The files in this repository are in a format that can be used by the software package "gdynet" at https://github.com/txie-93/gdynet.


Description of files
====================

All the files are in .npz format which is a zipped archive of files named after the variables they contain. Each file can be considered as a dictionary-like data object which can be queried for its list of NumPy arrays. More details can be found at https://docs.scipy.org/doc/numpy/reference/generated/numpy.lib.format.html#module-numpy.lib.format.

Trajectory files
----------------

The files `li2s-traj.npz`, `siau-traj.npz`, `peo-traj-a.npz`, `peo-traj-b.npz`, `peo-traj-c.npz`, `peo-traj-d.npz`, `peo-traj-e.npz` contain MD trajectories in the following format. They can be directly used by the preprocess script of the software "gdynet".

For a MD trajectory containing `N` atoms and `F` frames, the file has the following dictionary-like structure,

- `traj_coords`: `np.float` arrays with shape `(F, N, 3)`, stores the cartesian coordinates of each atom in each frame.
- `lattices`: `np.float` arrays with shape `(F, 3, 3)`, stores the lattice matrix of the simulation box in each frame.

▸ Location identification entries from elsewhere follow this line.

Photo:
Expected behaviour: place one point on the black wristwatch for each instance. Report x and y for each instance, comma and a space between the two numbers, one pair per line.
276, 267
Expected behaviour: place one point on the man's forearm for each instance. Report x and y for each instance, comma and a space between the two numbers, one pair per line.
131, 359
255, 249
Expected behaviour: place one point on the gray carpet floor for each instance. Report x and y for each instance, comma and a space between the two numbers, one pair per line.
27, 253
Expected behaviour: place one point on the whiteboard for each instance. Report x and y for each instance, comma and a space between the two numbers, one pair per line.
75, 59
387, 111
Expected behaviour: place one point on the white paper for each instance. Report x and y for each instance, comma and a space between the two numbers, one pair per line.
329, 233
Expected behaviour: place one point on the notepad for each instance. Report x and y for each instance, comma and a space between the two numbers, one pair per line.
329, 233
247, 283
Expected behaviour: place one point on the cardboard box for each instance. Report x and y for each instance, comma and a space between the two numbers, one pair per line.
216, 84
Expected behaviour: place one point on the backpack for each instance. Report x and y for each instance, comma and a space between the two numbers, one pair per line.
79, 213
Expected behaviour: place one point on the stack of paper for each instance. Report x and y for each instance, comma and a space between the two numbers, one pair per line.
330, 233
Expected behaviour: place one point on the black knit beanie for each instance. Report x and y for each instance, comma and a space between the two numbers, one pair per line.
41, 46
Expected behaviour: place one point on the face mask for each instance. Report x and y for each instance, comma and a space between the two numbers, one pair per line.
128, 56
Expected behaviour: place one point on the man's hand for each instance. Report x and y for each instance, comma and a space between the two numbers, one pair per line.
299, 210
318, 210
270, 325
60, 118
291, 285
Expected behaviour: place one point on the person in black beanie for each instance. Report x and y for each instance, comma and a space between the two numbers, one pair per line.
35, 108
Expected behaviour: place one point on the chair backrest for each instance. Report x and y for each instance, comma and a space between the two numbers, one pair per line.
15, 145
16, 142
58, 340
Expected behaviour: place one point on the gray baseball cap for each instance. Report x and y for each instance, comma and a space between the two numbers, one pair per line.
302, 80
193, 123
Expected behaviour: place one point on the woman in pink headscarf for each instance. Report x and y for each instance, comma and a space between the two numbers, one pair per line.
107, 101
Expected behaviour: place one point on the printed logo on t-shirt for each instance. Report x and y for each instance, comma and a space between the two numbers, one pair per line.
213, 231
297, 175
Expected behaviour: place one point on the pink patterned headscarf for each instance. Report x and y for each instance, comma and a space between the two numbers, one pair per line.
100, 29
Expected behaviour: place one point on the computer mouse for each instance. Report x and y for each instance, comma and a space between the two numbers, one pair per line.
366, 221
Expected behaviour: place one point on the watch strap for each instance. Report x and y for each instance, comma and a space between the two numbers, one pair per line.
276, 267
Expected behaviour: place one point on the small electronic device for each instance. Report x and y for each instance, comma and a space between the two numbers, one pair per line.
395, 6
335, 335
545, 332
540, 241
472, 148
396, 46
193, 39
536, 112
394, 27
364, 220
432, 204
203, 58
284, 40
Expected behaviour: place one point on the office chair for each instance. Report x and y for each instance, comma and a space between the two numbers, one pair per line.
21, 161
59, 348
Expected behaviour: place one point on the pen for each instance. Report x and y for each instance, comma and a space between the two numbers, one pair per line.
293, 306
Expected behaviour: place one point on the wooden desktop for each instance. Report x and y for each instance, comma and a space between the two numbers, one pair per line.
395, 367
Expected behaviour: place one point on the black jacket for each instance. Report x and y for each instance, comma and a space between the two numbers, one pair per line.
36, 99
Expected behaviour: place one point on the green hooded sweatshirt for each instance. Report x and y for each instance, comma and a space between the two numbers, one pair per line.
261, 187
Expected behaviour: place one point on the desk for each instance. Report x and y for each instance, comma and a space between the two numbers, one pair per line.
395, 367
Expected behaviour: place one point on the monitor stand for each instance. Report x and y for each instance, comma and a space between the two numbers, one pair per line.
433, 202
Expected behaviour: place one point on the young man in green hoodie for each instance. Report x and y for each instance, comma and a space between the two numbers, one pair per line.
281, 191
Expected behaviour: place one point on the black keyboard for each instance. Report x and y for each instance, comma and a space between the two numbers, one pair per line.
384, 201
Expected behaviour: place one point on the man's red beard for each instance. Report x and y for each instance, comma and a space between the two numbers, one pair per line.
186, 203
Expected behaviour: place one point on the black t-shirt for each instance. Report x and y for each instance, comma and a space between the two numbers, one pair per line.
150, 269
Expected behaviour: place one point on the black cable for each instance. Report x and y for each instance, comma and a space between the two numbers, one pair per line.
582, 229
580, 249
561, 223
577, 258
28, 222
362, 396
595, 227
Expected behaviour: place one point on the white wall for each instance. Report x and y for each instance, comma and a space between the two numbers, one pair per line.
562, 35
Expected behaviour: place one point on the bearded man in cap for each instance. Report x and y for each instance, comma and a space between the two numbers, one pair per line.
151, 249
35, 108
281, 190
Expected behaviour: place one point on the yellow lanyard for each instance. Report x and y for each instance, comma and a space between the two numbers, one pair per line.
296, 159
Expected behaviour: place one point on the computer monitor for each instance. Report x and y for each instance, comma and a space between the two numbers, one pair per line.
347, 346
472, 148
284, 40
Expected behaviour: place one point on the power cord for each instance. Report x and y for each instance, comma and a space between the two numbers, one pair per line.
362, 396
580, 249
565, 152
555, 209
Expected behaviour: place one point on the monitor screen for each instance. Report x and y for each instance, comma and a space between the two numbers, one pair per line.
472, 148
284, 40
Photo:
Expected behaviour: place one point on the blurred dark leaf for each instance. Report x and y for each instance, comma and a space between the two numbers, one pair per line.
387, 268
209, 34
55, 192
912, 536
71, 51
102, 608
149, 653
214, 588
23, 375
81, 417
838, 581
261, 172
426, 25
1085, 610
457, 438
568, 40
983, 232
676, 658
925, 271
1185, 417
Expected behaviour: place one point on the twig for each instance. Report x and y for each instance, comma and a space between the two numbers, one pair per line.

In the lattice matrix, each row represents a lattice vector.
- `atom_types`: `np.int` arrays with shape `(N,)`, stores the atomic number of each atom in the MD simulation.
- `target_index`: `np.int` arrays with shape `(n,)`, stores the indexes of the target atoms. (`n <= N`)

Preprocessed files
------------------

The files `li2s-traj-graph-train.npz`, `li2s-traj-graph-val.npz`, `li2s-traj-graph-test.npz` are preprocessed data files. They can be directly used by the software "gdynet" as the training, validation, and testing data.